In questo senso, appare significativa la vicenda portata all'attenzione della Corte di Strasburgo da un cittadino italiano (Corte EDU 4 maggio 2017) che affermava di avere subìto una violazione del diritto al rispetto della vita familiare per avere i giudici nazionali omesso di garantire il suo diritto di visita alla figlia di pochi mesi.

Il padre, in particolare, sosteneva che il rapporto con la sua bambina fosse stato irrimediabilmente compromesso per le difficoltà incontrate nel frequentarla, soprattutto nelle prime fasi della sua vita.

Alle ingiuste frapposizioni materne allo sviluppo di una sana relazione tra padre e figlia (la madre impediva gli incontri e si opponeva ai pernottamenti, per la tenera età della minore), non sarebbe seguito alcun concreto ingaggio da parte delle autorità avanti alle quali si era snodata la vicenda giudiziaria, autorità che si sarebbero limitate a dettare le regole, senza verificarne l'effettiva applicazione. La mancanza di celerità della procedura interna, infine, avrebbe costituito, da parte dell'Autorità Giudiziaria, un'ingerenza eccessiva e arbitraria nei rapporti tra padre e figlia.

Anche in questo caso, come nei precedenti della stesse specie (cfr. Corte EDU 23 marzo 2017; Corte EDU 15 settembre 2016; Corte EDU 29 gennaio 2013), la Corte di Strasburgo ha concluso condannando l'Italia «per non avere adottato tutte le misure necessarie affinché, a fronte del forte ostruzionismo manifestato dalla madre, il padre potesse esercitare effettivamente i suoi diritti di genitore».

In conclusione

La breve analisi di cui sopra ci porta a concludere che, in seno al nostro Ordinamento interno, esiste un'unica norma idonea ad orientare il Giudice che si approccia alla separazione di due genitori in contesa rispetto ai tempi di accesso ai figli, non solo in tenera età: l'art. 337-ter c. c..

Tuttavia, dopo aver verificato l'assenza di ragioni di pregiudizio alla prole ed aver elaborato una calendarizzazione improntata alla reale alternanza genitoriale, il Giudice dovrà anche assicurarsi che, nel concreto, né il figlio né il genitore subiscano una violazione del diritto all'effettiva reciproca frequentazione.

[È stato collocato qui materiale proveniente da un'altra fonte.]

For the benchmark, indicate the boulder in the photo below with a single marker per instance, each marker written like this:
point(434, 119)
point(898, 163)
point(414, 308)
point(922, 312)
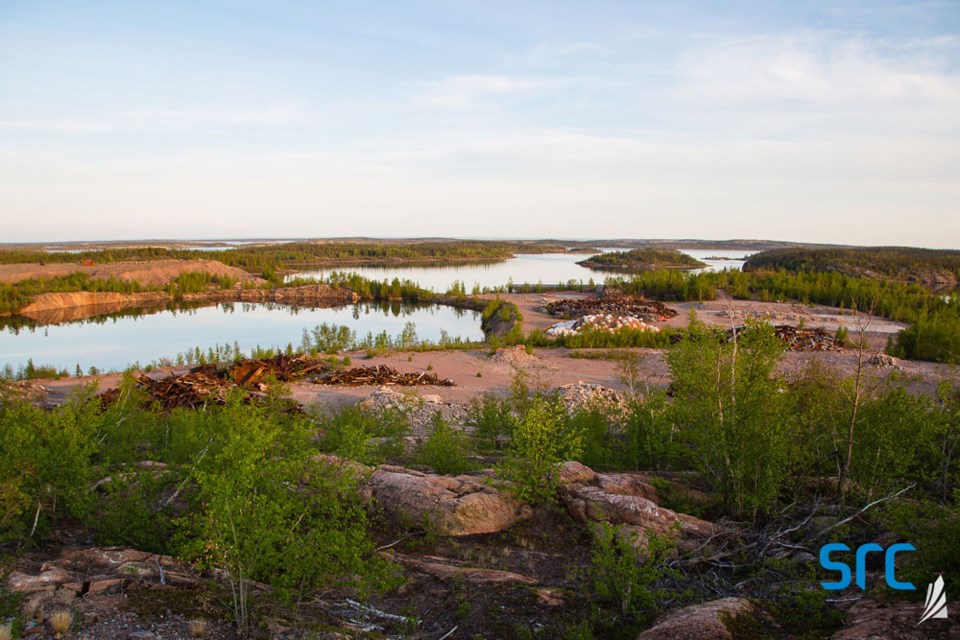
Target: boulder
point(49, 578)
point(624, 499)
point(456, 506)
point(448, 569)
point(871, 619)
point(700, 621)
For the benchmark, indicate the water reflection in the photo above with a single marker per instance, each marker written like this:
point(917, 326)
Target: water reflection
point(140, 336)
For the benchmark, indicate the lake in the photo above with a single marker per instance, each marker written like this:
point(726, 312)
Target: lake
point(532, 268)
point(118, 342)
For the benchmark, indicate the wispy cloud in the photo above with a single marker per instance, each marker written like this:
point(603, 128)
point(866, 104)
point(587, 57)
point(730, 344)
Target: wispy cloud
point(472, 89)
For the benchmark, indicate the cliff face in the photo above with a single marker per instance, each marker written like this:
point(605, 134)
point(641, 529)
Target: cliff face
point(54, 308)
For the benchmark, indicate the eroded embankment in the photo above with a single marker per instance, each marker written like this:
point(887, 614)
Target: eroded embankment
point(53, 308)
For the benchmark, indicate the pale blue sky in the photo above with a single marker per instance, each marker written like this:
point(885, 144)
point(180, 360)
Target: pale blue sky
point(808, 121)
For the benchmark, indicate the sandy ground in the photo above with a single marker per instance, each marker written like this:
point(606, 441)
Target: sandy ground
point(719, 312)
point(547, 369)
point(476, 373)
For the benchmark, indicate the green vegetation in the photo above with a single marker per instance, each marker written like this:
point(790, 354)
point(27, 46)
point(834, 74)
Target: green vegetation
point(624, 581)
point(446, 450)
point(734, 415)
point(932, 267)
point(254, 498)
point(642, 260)
point(539, 442)
point(258, 258)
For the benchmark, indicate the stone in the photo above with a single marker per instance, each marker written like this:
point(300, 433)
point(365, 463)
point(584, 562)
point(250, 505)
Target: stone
point(456, 506)
point(47, 580)
point(700, 621)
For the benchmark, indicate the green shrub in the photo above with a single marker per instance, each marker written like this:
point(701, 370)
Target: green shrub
point(541, 440)
point(446, 450)
point(267, 509)
point(625, 580)
point(492, 420)
point(45, 463)
point(733, 416)
point(350, 434)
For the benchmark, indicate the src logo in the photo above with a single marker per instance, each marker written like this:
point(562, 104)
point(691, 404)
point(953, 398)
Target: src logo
point(936, 602)
point(860, 569)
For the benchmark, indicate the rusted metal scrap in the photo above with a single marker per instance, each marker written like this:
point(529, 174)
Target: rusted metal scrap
point(282, 367)
point(192, 389)
point(797, 339)
point(210, 384)
point(382, 374)
point(645, 310)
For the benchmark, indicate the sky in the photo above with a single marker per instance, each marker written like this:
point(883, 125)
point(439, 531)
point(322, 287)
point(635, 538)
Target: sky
point(834, 121)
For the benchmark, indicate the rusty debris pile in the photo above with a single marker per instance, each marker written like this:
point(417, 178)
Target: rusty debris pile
point(282, 367)
point(193, 389)
point(798, 339)
point(210, 384)
point(381, 374)
point(612, 305)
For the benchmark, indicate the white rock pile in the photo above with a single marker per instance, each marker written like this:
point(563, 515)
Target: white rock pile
point(606, 322)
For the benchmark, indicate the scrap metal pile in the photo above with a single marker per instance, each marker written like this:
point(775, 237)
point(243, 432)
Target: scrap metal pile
point(797, 339)
point(193, 389)
point(381, 374)
point(612, 305)
point(209, 384)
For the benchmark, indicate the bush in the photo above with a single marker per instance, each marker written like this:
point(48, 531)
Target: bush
point(45, 464)
point(540, 441)
point(492, 420)
point(733, 416)
point(446, 450)
point(349, 434)
point(623, 581)
point(269, 510)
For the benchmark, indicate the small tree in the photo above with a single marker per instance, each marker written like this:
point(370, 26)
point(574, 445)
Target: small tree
point(540, 441)
point(730, 410)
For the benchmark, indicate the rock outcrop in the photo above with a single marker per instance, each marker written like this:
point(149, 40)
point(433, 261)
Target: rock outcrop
point(700, 621)
point(870, 619)
point(627, 500)
point(455, 506)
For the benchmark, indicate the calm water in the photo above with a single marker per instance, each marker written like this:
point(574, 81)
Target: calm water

Applicando infatti i principi desunti dalle sentenze della Corte di Strasburgo, ne deduciamo l'incontestabile dovere di ciascuno Stato dell'Unione di adottare - in presenza di conflitti fra i genitori - misure atte a riunire genitore e figli non più conviventi così come la certa censurabilità di condotte meramente “vigilanti” del diritto del figlio a raggiungere il genitore o a mantenere un contatto con lui, essendo invece necessario che lo Stato adotti, in concreto, tutte le misure propedeutiche al conseguimento dello scopo.

Certo, l'obbligo per le autorità nazionali di adottare misure efficaci non può certo essere inteso in senso assoluto: la cooperazione di tutti i soggetti interessati costituisce infatti un fattore decisivo, in assenza del quale il diritto del minore non troverà alcuna affermazione.